As of the start of April, both operators will perform all upgrades independently from each other, a move 3 technical services director Patrick Binchy said will allow it to focus on its own priorities, noting it could better “manage our customer experience and budgets”.
He added the company will be able to “do things faster” without having to get its partner to “agree and accept what we’re doing, when we do it and how we do it”.
BT chief networks officer Greg McCall claimed the refocus of MBNL is a “good move”, citing the ability to focus on its own priority areas independently of 3.
“As we rolled out 4G and more specifically 5G I think our deployment strategies have been different from each other,” McCall added, noting “refocusing and restructuring the venture” provides it “more autonomy and flexibility to roll out our infrastructure where we and our customers need it”.
But the BT network chief acknowledged it had “always had a bit of this” flexibility within the agreement, pointing to the differing network footprints of the two operators.
While network-related joint ventures are often cited as ways to reduce expenses, Binchy noted MBNL in its current form was actually increasing some of its costs.

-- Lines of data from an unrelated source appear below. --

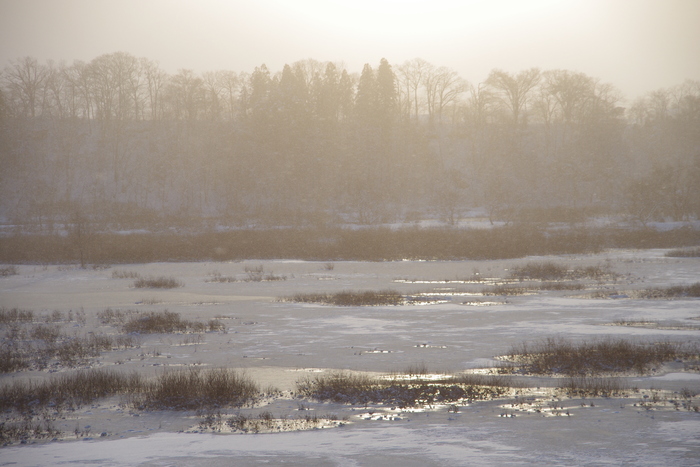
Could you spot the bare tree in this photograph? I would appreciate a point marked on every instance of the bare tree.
(25, 79)
(513, 90)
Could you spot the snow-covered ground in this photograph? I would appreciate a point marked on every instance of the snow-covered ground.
(278, 342)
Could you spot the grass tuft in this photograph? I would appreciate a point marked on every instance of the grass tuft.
(558, 356)
(10, 270)
(194, 389)
(166, 322)
(684, 253)
(161, 282)
(348, 388)
(349, 298)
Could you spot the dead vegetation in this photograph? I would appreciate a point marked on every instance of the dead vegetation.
(165, 322)
(349, 388)
(161, 282)
(350, 298)
(607, 356)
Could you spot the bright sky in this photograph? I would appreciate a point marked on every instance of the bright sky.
(637, 45)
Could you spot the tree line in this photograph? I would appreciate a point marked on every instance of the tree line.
(120, 142)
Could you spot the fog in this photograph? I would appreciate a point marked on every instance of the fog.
(637, 46)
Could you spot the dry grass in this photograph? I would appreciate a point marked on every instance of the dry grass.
(684, 253)
(15, 315)
(66, 391)
(558, 356)
(10, 270)
(194, 389)
(349, 298)
(161, 282)
(166, 322)
(122, 274)
(348, 388)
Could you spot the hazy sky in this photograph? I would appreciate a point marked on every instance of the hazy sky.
(637, 45)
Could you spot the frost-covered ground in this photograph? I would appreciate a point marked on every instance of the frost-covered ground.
(277, 342)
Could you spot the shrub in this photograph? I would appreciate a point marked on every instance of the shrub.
(161, 282)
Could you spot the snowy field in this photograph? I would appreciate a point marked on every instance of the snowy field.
(450, 328)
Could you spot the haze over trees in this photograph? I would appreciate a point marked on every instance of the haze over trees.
(126, 145)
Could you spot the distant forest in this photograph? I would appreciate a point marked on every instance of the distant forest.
(119, 142)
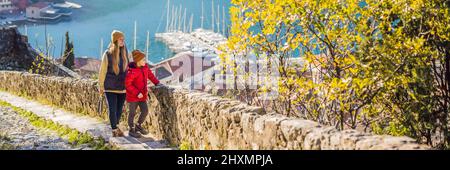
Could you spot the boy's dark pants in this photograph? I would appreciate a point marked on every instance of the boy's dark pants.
(133, 107)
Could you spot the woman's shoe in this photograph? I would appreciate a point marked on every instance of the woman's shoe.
(119, 133)
(134, 133)
(141, 129)
(114, 132)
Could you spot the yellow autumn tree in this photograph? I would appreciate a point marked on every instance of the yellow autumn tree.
(352, 64)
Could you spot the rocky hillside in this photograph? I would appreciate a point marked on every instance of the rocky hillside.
(17, 54)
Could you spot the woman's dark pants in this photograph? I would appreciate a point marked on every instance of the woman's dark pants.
(115, 106)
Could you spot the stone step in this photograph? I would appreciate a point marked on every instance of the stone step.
(95, 127)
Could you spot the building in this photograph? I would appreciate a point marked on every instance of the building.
(46, 11)
(6, 5)
(20, 4)
(34, 11)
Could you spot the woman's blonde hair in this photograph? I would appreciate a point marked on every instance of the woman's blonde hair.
(114, 50)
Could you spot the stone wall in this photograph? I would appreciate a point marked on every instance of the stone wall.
(203, 120)
(17, 54)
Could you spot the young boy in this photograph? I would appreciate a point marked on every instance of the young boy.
(136, 88)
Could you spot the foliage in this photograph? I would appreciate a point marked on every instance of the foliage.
(383, 66)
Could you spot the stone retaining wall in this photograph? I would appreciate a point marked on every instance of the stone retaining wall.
(203, 120)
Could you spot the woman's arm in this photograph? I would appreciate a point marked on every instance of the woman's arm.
(152, 77)
(131, 89)
(102, 72)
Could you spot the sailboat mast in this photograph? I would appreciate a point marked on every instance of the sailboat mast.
(167, 16)
(179, 18)
(212, 16)
(190, 22)
(147, 45)
(184, 20)
(218, 18)
(134, 37)
(223, 20)
(101, 48)
(202, 16)
(172, 19)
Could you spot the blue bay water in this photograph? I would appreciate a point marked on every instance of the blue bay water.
(98, 18)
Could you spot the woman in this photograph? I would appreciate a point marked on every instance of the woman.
(137, 91)
(112, 79)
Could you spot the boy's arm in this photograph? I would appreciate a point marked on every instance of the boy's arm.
(129, 84)
(152, 77)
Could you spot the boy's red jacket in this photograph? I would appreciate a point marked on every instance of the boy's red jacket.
(136, 82)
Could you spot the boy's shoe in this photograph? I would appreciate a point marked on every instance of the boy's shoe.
(114, 132)
(141, 129)
(134, 133)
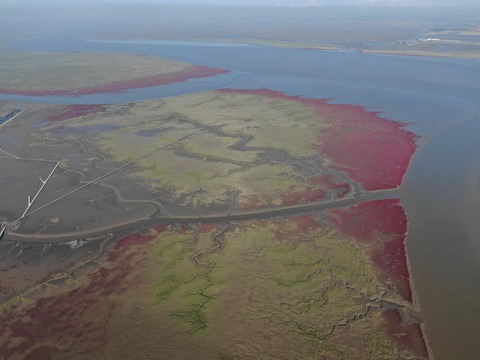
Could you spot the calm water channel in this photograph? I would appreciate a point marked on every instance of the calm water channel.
(438, 98)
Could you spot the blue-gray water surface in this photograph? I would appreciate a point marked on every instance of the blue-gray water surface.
(438, 99)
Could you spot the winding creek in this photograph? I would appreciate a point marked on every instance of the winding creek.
(439, 100)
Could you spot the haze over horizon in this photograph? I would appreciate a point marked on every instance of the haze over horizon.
(282, 3)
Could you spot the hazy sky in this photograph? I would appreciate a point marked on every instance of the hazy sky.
(260, 2)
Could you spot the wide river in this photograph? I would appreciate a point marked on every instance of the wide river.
(438, 98)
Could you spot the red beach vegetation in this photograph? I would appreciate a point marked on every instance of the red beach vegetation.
(372, 150)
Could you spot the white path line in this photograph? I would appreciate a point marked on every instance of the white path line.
(101, 177)
(44, 182)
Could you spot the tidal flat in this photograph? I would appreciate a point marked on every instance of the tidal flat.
(144, 223)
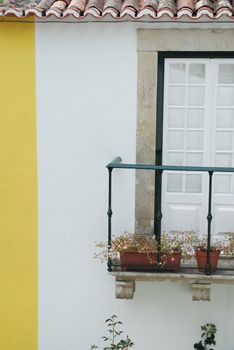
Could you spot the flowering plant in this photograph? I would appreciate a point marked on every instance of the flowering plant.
(135, 243)
(228, 249)
(225, 244)
(113, 335)
(207, 338)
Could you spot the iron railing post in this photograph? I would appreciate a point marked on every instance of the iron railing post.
(109, 213)
(209, 219)
(158, 210)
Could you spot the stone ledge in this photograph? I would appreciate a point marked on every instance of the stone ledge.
(125, 282)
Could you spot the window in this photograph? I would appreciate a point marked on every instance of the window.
(196, 117)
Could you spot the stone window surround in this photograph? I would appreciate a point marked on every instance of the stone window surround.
(149, 43)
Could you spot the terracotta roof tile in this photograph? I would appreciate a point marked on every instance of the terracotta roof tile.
(152, 10)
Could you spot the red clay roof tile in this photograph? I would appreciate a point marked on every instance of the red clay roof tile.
(140, 10)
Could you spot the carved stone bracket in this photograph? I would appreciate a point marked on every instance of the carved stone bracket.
(201, 291)
(124, 289)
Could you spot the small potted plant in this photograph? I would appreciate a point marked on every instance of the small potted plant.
(207, 338)
(201, 253)
(112, 341)
(142, 252)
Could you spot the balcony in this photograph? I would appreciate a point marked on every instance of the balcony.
(200, 281)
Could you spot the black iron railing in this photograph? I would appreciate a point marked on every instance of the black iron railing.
(117, 164)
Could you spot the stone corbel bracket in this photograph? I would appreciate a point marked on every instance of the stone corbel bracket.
(125, 289)
(201, 291)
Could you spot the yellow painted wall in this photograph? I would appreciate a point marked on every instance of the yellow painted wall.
(18, 188)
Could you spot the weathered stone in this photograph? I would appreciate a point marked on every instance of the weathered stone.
(124, 289)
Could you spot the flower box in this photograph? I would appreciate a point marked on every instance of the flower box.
(148, 261)
(201, 256)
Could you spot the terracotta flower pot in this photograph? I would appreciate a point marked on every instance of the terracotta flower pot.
(201, 256)
(148, 261)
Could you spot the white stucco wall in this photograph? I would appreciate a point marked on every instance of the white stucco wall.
(86, 115)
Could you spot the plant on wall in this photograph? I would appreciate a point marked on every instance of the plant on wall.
(112, 339)
(207, 338)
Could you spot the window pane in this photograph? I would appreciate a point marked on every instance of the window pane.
(193, 183)
(195, 118)
(194, 159)
(176, 117)
(224, 141)
(174, 183)
(175, 140)
(177, 73)
(176, 96)
(226, 96)
(196, 96)
(195, 140)
(222, 184)
(223, 160)
(175, 158)
(224, 118)
(196, 73)
(226, 73)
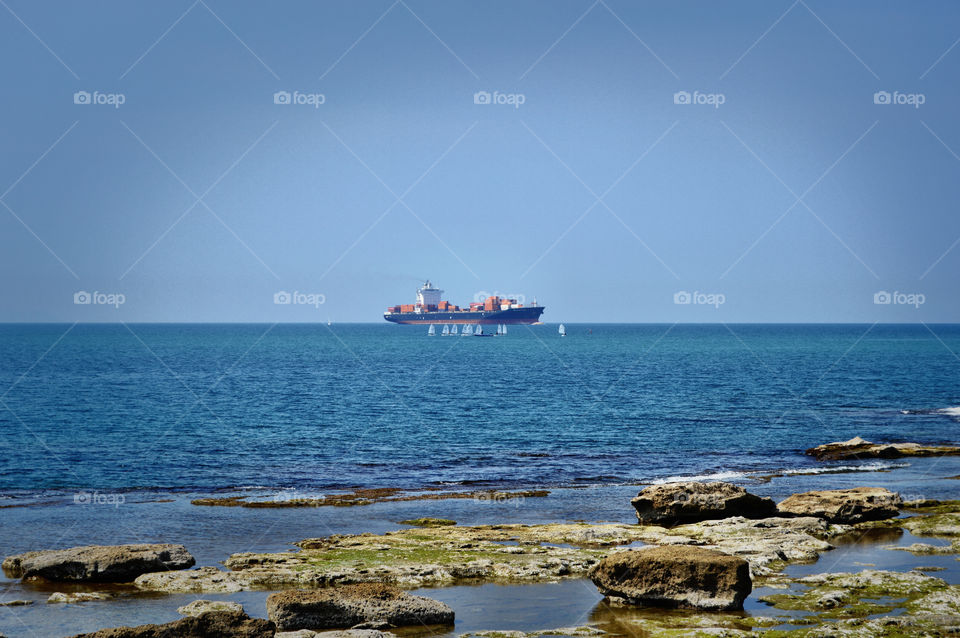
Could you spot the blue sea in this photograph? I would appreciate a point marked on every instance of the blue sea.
(109, 432)
(313, 407)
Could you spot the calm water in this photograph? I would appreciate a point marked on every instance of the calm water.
(308, 407)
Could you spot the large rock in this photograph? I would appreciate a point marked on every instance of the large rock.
(351, 605)
(853, 505)
(199, 607)
(857, 448)
(692, 501)
(675, 576)
(99, 563)
(219, 624)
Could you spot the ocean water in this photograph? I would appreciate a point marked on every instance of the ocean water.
(205, 408)
(152, 416)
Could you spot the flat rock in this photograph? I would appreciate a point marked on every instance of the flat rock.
(78, 597)
(98, 563)
(198, 607)
(858, 448)
(204, 580)
(693, 501)
(675, 577)
(337, 633)
(351, 605)
(854, 505)
(232, 624)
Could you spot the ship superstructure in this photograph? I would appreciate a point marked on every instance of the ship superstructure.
(430, 308)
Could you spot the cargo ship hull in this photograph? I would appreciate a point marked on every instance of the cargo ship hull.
(511, 316)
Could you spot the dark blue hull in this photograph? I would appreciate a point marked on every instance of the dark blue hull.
(513, 316)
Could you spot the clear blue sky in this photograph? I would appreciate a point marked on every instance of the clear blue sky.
(692, 197)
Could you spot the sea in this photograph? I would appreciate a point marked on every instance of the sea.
(110, 430)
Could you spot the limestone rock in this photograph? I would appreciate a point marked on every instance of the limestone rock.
(675, 576)
(693, 501)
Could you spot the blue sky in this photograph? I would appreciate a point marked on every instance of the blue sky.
(798, 198)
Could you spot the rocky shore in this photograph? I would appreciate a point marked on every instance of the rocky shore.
(696, 553)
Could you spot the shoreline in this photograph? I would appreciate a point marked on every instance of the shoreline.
(278, 528)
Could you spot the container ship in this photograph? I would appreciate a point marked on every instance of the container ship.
(492, 310)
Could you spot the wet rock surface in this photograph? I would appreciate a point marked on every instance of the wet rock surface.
(675, 576)
(352, 605)
(98, 563)
(218, 624)
(858, 448)
(693, 501)
(854, 505)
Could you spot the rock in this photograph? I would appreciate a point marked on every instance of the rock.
(198, 607)
(854, 505)
(857, 448)
(947, 524)
(675, 577)
(220, 624)
(204, 580)
(693, 501)
(339, 633)
(98, 563)
(78, 597)
(428, 522)
(351, 605)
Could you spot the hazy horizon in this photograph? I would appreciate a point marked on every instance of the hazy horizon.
(786, 162)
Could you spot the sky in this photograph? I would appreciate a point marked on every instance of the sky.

“One of the things we found with MBNL is the cost was very, very expensive because you’re not just building for yourself, but you’re designing and building for both networks.”
“You’ve got to try and get planning permission and go through various loops on that, then [there’s] how much do you futureproof the site and to what level are you building it?”
He noted following the change, 3 “just has to look after ourselves,” stating it could focus on its own needs rather than having to engage with BT and potentially “compromise on a different build, a different timescale that’s more complex, and more expensive build in itself”.
McCall highlighted a lot of the cost savings from ventures such as these were within the passive infrastructure, which it will continue to share with 3 “well into the long-term”.
MBNL was formed in 2007 by 3 and Deutsche Telekom-owned T-Mobile UK to build and operate a joint 3G network covering the active and passive infrastructure.
By the time 4G networks launched, T Mobile was part of Everything Everywhere, a JV with Orange’s local business, with MBNL then serving Everything Everywhere and 3.
Everything Everywhere eventually rebranded EE and is now owned by BT.
For respective 4G networks, the role of MBNL was managing passive infrastructure and aligning the active needs of the pair, with this split continuing into 5G.